Communities are the most important factors for decentralized models and it is essential for each individual to feel equal during its formation. Commitment to culture or structure, not leaders or teams, triggers the formation of the community. For example, People may give negative feedback on Bitcoin, but the negative feedback we hear about Satoshi Nakamoto is very small. The founder or developer team should be the trigger and withdraw after a certain phase. This is what Satoshi did for Bitcoin. (https://satoshi.nakamotoinstitute.org/posts/-You can link it with the last post date.)
We think that we should move away from leadership-based or core team-based structures and evolve towards collective structures by leaving traditional mindsets. The trigger should be individuals or teams, but sustainability is compromised when development is thought to depend on them. Community members will want to feel that their involvement is meaningful and has an impact on the structure they support. In the shared statistics, it has been determined that the participation in the governance voting is low and the interaction decreases as the number of community members increases.
In structures that implement on-chain governance, on-chain voting decisions are required for the desired actions in protocol contracts, groups, or treasuries.
Changes are necessary for sustainability and logically if there is governance there should be non-symbolic decisions that the governance will implement. There should not be top management that bypasses these decisions.
It is a good alternative in the ecosystem to carry out development and alternative business activities with the groups to be created. Community treasury is a must for PODs needs.
Delegation is important for on-chain management. It is the situation in which the members of the community transfer or withdraw their voting rights by appointing a delegator. Wallet addresses are designated as a delegator for community members can participate in the elections and bid. Anyone with or without otta tokens can request delegations from other people. He can do this to bid or be more effective in voting.
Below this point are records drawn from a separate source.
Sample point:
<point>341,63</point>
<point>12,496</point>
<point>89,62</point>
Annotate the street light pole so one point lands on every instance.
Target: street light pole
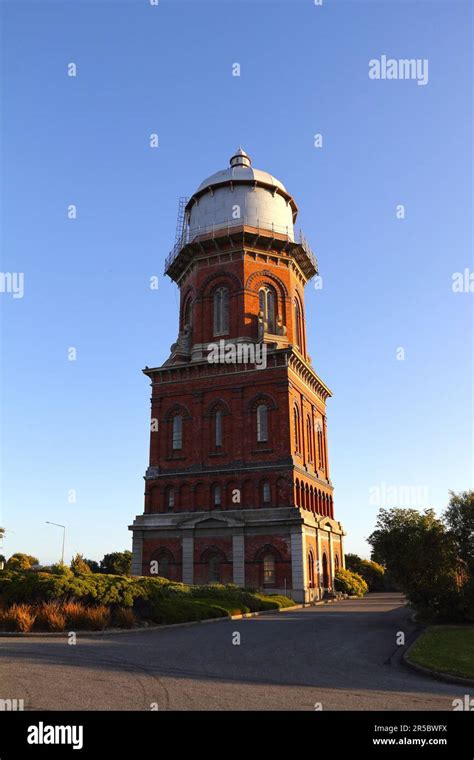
<point>64,537</point>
“ Collusion resistance — it is much harder for participants in decentralized systems to collude to act in ways that benefit them at the expense of other participants, whereas the leaderships of corporations and governments collude in ways that benefit themselves but harmless well-coordinated citizens, customers, employees, and the general public all the time.” (https://medium.com/@VitalikButerin/the-meaning-of-decentralization-a0c92b76a274 )
Due to initial VC investments in decentralized protocols, certain rights are automatically assigned to these VCs in voting due to their token ownership. Higher entitlement rights in VCs’ governance decisions unbundles the community. However, the community will still be suspicious if the founding team or the developer (labs) have percentages of tokens that will be effective in management.
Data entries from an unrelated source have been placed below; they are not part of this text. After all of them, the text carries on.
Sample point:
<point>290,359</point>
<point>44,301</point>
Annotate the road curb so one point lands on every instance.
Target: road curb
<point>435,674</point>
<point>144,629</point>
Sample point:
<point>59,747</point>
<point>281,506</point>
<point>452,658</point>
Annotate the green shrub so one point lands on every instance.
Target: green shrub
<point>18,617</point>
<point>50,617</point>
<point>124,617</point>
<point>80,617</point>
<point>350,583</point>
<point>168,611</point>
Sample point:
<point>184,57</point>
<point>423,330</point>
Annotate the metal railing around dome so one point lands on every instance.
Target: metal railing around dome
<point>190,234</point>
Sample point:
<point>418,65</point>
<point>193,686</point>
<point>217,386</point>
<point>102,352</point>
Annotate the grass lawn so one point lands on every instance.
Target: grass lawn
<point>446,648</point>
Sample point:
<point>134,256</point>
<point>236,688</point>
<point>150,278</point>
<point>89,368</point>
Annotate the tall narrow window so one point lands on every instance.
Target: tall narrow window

The VC and the founding team can collude with an online meeting and reject or change a community request by voting against a decision made by the community. You may be thinking about game theory concepts, but the emergence of a conflict of interest in the -VC — founding team and community triangle is not a distant scenario.
Community members think that there is centrality in decentralization for this or reasons that we have not discovered until now, and they have difficulty making sense of their participation.
Decentralized communities that have only the community at their center will build the future.